We thank the authors for their positive feedback on our recent publication “Synthesizing cohort study results to promote knowledge transfer of safety data regarding gestational antidepressant exposure and offspring congenital anomalies: A test of concept” (Moses-Kolko et al. 2025). We appreciate the commendation for our test-of-concept fact box that we used to illustrate a strategy to facilitate prescriber-patient communication regarding potential benefits and risks of use of antidepressants during pregnancy. The idea of a layered fact box is intriguing. Because many patient encounters are virtual, technology could indeed be harnessed to create and display digital image layers during a risk discussion (Tsai et al. 2025).

The authors raise the important point that we mention in our discussion; that presenting pooled relative risks for overall major congenital anomalies and cardiac anomalies can obscure specific risk data regarding individual drugs as well as anomalies in specific organ systems and subsystems. As the manuscript title implies, we presented the example of gestational antidepressant exposure and the risk of major congenital malformations overall and cardiac malformations as a test of concept. We agree that it would be meaningful to extend the example we provided in the manuscript to organ-specific malformations as well as specific drugs. Ideally, there would be ample studies which minimize confounding and misclassification bias available to generate pooled risk estimates on specific drug exposure-organ malformation outcomes for use in a fact box. As we mention in the manuscript, a current challenge for summarizing data for specific drugs, for new drugs, or for rare anomalies is the paucity of high-quality evidence (Covington et al. 2004).

The authors cite several studies they believe provide clinically actionable signals. One study is misquoted. The Huybrechts study (Huybrechts et al. 2014) did not report an organ-specific and agent-specific increase in risk. They reported an adjusted RR of 0.94 (95% CI 0.73–1.21) for the association between paroxetine and cardiac anomalies and an adjusted RR of 0.73 (95% CI 0.49–1.09) for the association with ventricular septal defects and 1.07 (95% CI 0.59–1.93) for the association with right ventricular outflow tract obstruction, specifically.

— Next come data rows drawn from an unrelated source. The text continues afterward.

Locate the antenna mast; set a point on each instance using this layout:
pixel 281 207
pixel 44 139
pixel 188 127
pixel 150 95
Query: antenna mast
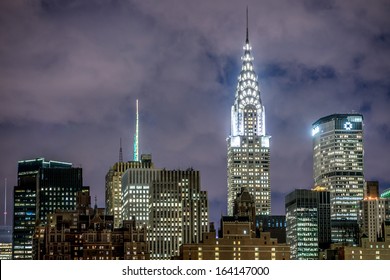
pixel 120 151
pixel 5 202
pixel 135 152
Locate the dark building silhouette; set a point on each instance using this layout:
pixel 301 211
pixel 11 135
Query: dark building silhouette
pixel 274 224
pixel 89 234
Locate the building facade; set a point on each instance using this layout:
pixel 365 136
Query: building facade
pixel 248 145
pixel 43 186
pixel 5 242
pixel 338 166
pixel 114 186
pixel 274 224
pixel 89 234
pixel 178 212
pixel 302 224
pixel 135 197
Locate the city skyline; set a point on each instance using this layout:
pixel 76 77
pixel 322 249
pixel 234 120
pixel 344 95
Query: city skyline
pixel 71 72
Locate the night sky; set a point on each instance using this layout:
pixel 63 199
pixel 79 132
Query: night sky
pixel 71 71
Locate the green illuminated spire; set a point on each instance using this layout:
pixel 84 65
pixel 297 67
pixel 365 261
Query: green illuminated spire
pixel 136 148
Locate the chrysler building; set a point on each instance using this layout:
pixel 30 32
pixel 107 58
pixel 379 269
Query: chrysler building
pixel 248 144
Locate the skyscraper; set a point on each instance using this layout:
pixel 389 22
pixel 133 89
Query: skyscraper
pixel 248 145
pixel 178 212
pixel 338 166
pixel 114 176
pixel 307 220
pixel 114 189
pixel 43 186
pixel 136 183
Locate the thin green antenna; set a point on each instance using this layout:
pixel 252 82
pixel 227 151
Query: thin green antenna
pixel 136 148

An important direction of pharmacoepidemiology research is the harmonization across studies of exposure and outcome definitions as well as methods to address confounding and bias (Richardson et al. 2025) to make replication and meta-analysis possible in future research. We eagerly anticipate such research advances that will generate greater confidence in drug and organ-specific signals that can be incorporated into clinical risk discussions as well as into clinically useful fact boxes.

K.F.H. reports being an investigator on grants to her institution from UCB, GSK, and Takeda, unrelated to this work. L.S. reports being an investigator on a grant to her institution from GSK, unrelated to this work. E.L.M.-K. and K.F. have no commercial or financial conflicts of interest.